- Tuesday, May 22, 2018

In Russia’s long-term war against the West that includes the infiltration of domestic political systems, blackmail and the indirect influence of elected officials through “ethnic political organizations,” one of its most prized and enduring tactics is its exploitation of ethnoreligious rivalries and fissures within the states along its borders.

Moscow utilizes its vassal Armenia against the Western-leaning Azerbaijan in order to perpetuate the Nagorno-Karabakh war and, thus, imbalance in the South Caucasus. In both Georgia and Ukraine, Moscow formally maintains that it instigated wars of aggression solely to protect Russian passport holders, or citizens, or members of the “Russian world.” However, nobody should be fooled by Russia’s claim of “droit d’ingerence” (right to intervene) on behalf of “oppressed” Russian or Russian Orthodox minorities, or its enduring readiness to offer support to allegedly repressed minorities in targeted countries. Indeed, this tactic originated with Peter the Great, if not earlier.

Thus, today in Ukraine, Moscow has not only incited Russian speakers in Crimea, but also Hungarian minorities in the Carpathians. In Moldova, Russia plays the card of the Gagauz, a Christianized Turkic community, against the government in Chisinau. In Georgia, it champions the Abkhazians and South Ossetians against Georgia, claiming that many of them are really Russians and suggesting a perspective that looks to their eventual incorporation into the Russian state and the destruction of Georgian territorial integrity.

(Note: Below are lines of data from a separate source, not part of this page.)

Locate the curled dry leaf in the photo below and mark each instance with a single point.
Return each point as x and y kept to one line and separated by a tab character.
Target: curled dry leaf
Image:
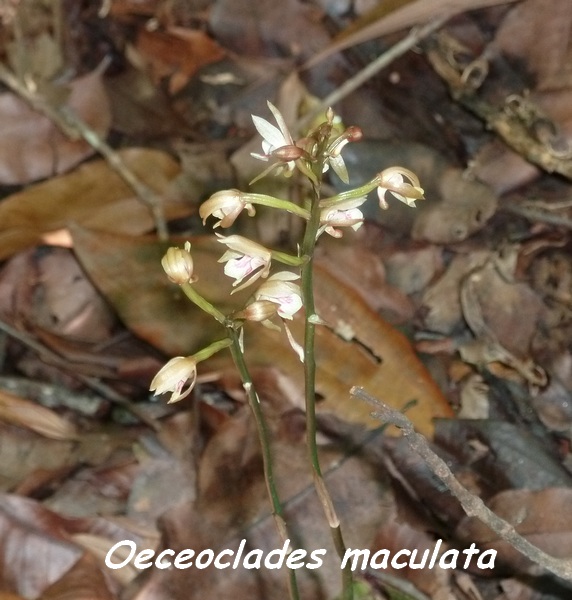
42	420
358	348
93	195
34	148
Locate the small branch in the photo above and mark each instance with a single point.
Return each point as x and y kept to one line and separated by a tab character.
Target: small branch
352	84
74	127
472	505
55	359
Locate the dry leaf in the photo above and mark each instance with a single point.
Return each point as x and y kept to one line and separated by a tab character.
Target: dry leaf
34	148
413	13
542	517
366	350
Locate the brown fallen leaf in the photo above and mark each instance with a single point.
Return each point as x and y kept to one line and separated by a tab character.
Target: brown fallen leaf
541	516
232	505
93	195
412	13
359	348
177	53
32	416
34	148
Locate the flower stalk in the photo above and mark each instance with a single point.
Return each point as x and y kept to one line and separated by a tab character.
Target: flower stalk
307	288
279	296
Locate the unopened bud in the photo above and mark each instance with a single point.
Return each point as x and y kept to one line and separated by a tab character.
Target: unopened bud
178	265
353	133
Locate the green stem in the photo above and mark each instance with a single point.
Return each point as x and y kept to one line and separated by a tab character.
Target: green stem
286	205
262	428
307	288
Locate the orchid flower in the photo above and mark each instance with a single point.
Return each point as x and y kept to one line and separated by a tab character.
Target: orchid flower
225	205
179	372
342	214
400	182
277	143
178	265
280	290
244	259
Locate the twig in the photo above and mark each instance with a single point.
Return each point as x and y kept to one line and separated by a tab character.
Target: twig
472	505
408	42
74	127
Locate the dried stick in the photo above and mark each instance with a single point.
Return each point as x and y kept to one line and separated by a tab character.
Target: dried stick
408	42
472	505
73	126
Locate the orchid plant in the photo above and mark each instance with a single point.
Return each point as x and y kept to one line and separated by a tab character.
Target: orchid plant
279	296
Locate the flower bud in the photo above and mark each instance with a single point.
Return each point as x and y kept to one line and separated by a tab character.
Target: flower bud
178	265
178	372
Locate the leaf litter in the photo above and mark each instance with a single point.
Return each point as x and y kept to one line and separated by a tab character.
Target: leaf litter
461	309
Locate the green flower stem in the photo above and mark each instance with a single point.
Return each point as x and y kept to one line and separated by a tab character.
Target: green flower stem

In Central Asia, it champions the rights of Russians in Kazakhstan and occasionally reminds the government in Tashkent that Moscow is solicitous about the welfare of the Karakalpak minority there. Russia’s efforts in the Baltics to conjure up a region-wide policy of discrimination and repression against Russian citizens and speakers is also well-known. Thus, across its borders, Moscow habitually plays this “national question” card to break states, render them subservient to Moscow, and simultaneously furnish grounds for rebuilding the Russian empire.

Moscow can play this card in many ways across Eastern Europe and the former Soviet Union, and has frequently done so in the past. Today, it supports Hungary in its demands for special rights for and complains to Kiev about the conditions of Hungarian speakers in Ukraine. In Serbia it inflames Serbian nationalism against Kosovo and supports the Bosnian Serb movement to frustrate the final implementation of the Dayton Accords and the movement of Serbia to membership in the EU. Thus, it can adjust its exploitation of ethnic tensions in targeted states to have its satellites and clients, who depend on it for support against those states, in an effort to break them up or make them more tractable to Russia.

One recent example has even occurred involving members of Congress. Rep. Brad Sherman, California Democrat, among others influenced by Armenian diaspora organizations, including Democratic Reps. Adam Schiff and Jackie Speier of California and Frank Pallone of New Jersey, urged the U.S. Agency for International Development to support Armenian separatists, not only in Nagorno-Karabakh (a region of Azerbaijan occupied by Armenia for the last 25 years and not recognized by any U.N.-member state), but in a region of Georgia called Javakheti or Samtske-Javakheti.

It is unlikely that many people in Congress or the U.S. government know anything about this latter province. Javakheti is a region in Georgia that has a substantial Armenian population but not a majority. Neither is there any sign that Georgia, a democratic or at least democratizing country, is oppressing the residents of this region. Indeed, it is Moscow that has long tried to use this region to break up Georgia. And here Moscow has found ways to use Armenian diaspora organizations that it influences and controls, as well as the Armenian government that is, in effect, a wholly owned subsidiary of Moscow and a very repressive anti-democratic state, their ongoing revolution notwithstanding, to advance its anti-Georgian agenda in Congress by misleading members of Congress.

It is unfortunate that American citizens and members of Congress are again duped by another example of Russian active measures as applied to the habitual exploitation of this national question. But this vignette underscores the incessant urge of Moscow to break up pro-Western states, either through direct or indirect action by it or its satellites, in this case Armenia and its diaspora organizations in the U.S.

However, this episode, along with so many others like it in the context of the Caucasus or Eastern Europe, drive home the necessity for the U.S. to enhance its expertise and understanding of what used to be regarded as obscure minority issues in Europe and/or Asia. As the current travails of Syria or the Yugoslav and Transcaucasian wars of the recent past should remind us, in these parts of the world ethnic issues are not forgotten, and there are too many “political entrepreneurs” willing to stoke animosities for their own and Moscow’s benefit for us to be complacent about the threat they could present to regional security.

This small but telling Armenian example shows that for Moscow, the effort to break pro-Western states and add to its imperial domains remains and will continue to be a major tactic, but also an abiding strategic goal. And we can only combat this course of action by understanding it and vigorously assisting targeted governments to improve their governance and thus overcome the poisoned ethnic legacies of the past and present.

• Stephen Blank is a senior fellow at the American Foreign Policy Council and a former MacArthur Fellow at the U.S. Army War College.